"J'ai modifié mon alimentation"
par Nathalie

« Je me décide à vous écrire pour partager une expérience et, qui sait, peut-être permettre à d’autres d’expérimenter une solution, ou plutôt une manière de vivre avec la polyarthrite rhumatoïde sans en souffrir.
Je suis née en 1967 ; j’ai été diagnostiquée suite à d’importantes crises en mars 2023. S’en sont suivies des périodes sous anti-inflammatoires, un traitement (méthotrexate + acide folique), ainsi que des crises et des gonflements (localisés dans mon cas sur les mains et les pieds).
En juin 2023, je suis passée aux injections qui, avec l’été, ont permis d’entrer dans une période apaisée, pendant laquelle, sans douleur, j’ai pu pratiquer le tennis et la bicyclette.
En janvier, une nouvelle vague d’inflammations m’a poussée à rechercher de nouvelles solutions : semelles orthopédiques, questionnements multiples…

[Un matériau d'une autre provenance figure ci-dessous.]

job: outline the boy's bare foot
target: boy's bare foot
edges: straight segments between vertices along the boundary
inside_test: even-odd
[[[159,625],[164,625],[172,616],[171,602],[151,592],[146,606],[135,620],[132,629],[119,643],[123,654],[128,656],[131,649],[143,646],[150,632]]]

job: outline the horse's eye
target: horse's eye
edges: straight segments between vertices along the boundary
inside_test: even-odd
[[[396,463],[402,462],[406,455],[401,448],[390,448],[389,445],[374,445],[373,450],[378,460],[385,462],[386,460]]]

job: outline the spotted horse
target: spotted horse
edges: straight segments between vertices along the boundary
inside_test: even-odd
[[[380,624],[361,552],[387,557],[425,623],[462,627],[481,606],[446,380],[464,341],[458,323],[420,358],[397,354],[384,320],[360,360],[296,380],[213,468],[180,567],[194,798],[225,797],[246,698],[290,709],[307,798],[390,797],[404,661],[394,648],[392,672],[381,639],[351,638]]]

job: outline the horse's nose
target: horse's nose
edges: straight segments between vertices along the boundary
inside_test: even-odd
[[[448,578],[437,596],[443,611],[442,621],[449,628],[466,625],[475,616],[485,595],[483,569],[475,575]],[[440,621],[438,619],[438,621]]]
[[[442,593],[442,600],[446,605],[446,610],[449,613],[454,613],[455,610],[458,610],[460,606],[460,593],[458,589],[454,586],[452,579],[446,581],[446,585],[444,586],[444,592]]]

C’est dans cette période de doutes et de douleurs que j’ai eu la chance de rencontrer un mésothérapeute, également médecin du sport, qui suit des sportifs de haut niveau. D’après lui, les maladies auto-immunes trouveraient leur source dans l’alimentation à travers les intolérances alimentaires ; la consommation au fil du temps de ces aliments rendant poreuse la barrière gastrique et libérant ainsi des bactéries qui ensuite agressent, dans mon cas, les articulations. Il m’a prescrit une prise de sang destinée à mettre au jour mes intolérances alimentaires.
Les bilans ont mis en évidence des intolérances à 16 aliments alors qu’aucun symptôme particulier ne me les avait révélées. Parmi eux : la farine de blé, les laits de vache, brebis et chèvre (mais pas de bufflonne), le blanc d’œuf, les carottes, les brocolis et betteraves ainsi que les oranges.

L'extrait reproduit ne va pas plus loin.